Pada tahun 2019, ia menjadi komandan militer Republik Islam pertama yang dianugerahi “Orde Zulfaqar,” dinamai Imam Ali (PUBH), salah satu tokoh Islam yang paling dihormati. Ayatollah Ali Khamenei menyebut “Haji Qassem” sebagai “martir hidup” dari revolusi, dalam kematian mengatakan:
Dia datang “hampir mati syahid berulang kali, tetapi dalam melakukan tugasnya dan berjuang demi Tuhan, dia tidak takut pada siapa pun atau apa pun.”
Dia melayani Republik Islam dengan keberanian, kehormatan, dan pengabdian ke tanah airnya sebagai “pejuang yang tulus dan mulia” – binasa di tangan “orang-orang paling jahat di dunia.”

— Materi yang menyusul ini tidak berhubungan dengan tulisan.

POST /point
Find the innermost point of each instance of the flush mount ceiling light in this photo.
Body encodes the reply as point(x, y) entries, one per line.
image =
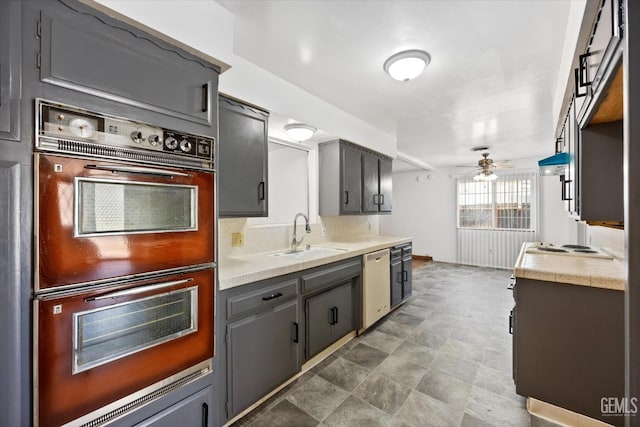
point(407, 65)
point(299, 131)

Menteri Luar Negeri Iran Zarif menyatakan “rasa hormat khusus” untuk Soleimani, menambahkan: Selama lebih dari “20 tahun (mereka) berkolaborasi erat untuk memajukan tujuan Republik Islam dalam menemukan solusi politik dan damai.”

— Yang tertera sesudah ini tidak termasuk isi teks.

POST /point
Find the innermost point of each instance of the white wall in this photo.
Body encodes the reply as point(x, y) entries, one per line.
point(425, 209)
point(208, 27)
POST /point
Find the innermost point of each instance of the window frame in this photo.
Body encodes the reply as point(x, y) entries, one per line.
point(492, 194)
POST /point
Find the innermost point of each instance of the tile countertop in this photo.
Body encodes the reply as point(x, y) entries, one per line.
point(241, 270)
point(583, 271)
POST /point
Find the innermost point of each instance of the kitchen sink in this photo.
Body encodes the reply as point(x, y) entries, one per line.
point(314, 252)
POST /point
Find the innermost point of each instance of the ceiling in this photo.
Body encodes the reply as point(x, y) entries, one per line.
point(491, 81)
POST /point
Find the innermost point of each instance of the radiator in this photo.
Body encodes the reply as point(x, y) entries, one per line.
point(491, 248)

Letnan Jenderal Qassem Soleimani Seorang Pejuang Perdamaian
Soleimani adalah seorang pejuang perdamaian, karena melindungi Iran dan rakyatnya, membantu Presiden Suriah Bashar al-Assad memerangi momok terorisme yang didukung AS – dalam peran sebagai penasehat. Pasukan Iran di negara itu tidak terlibat dalam pertempuran, beroperasi dari fasilitas Suriah, bukan milik mereka, peran mereka yang sama di Irak ketika Iran tidak memiliki pangkalannya sendiri.
Iran mendukung perdamaian regional, stabilitas, dan kerja sama timbal balik dengan negara lain. Itu bertentangan dengan imperialisme AS. Itu berdiri tinggi untuk menjaga kedaulatan dan integritas teritorial negara-negara pada daftar target AS untuk perubahan rezim.
Jenderal IRGC Jafar Assadi mengatakan Soleimani meyakinkan Vladimir Putin untuk melakukan intervensi di Suriah terhadap ancaman teroris yang didukung AS terhadap kemerdekaan kedaulatannya. Dia memainkan peran strategis utama dalam menghancurkan ISIS di Irak dan Suriah. Duka cita oleh jutaan orang di Iran dan luar negeri, dia sangat dirindukan.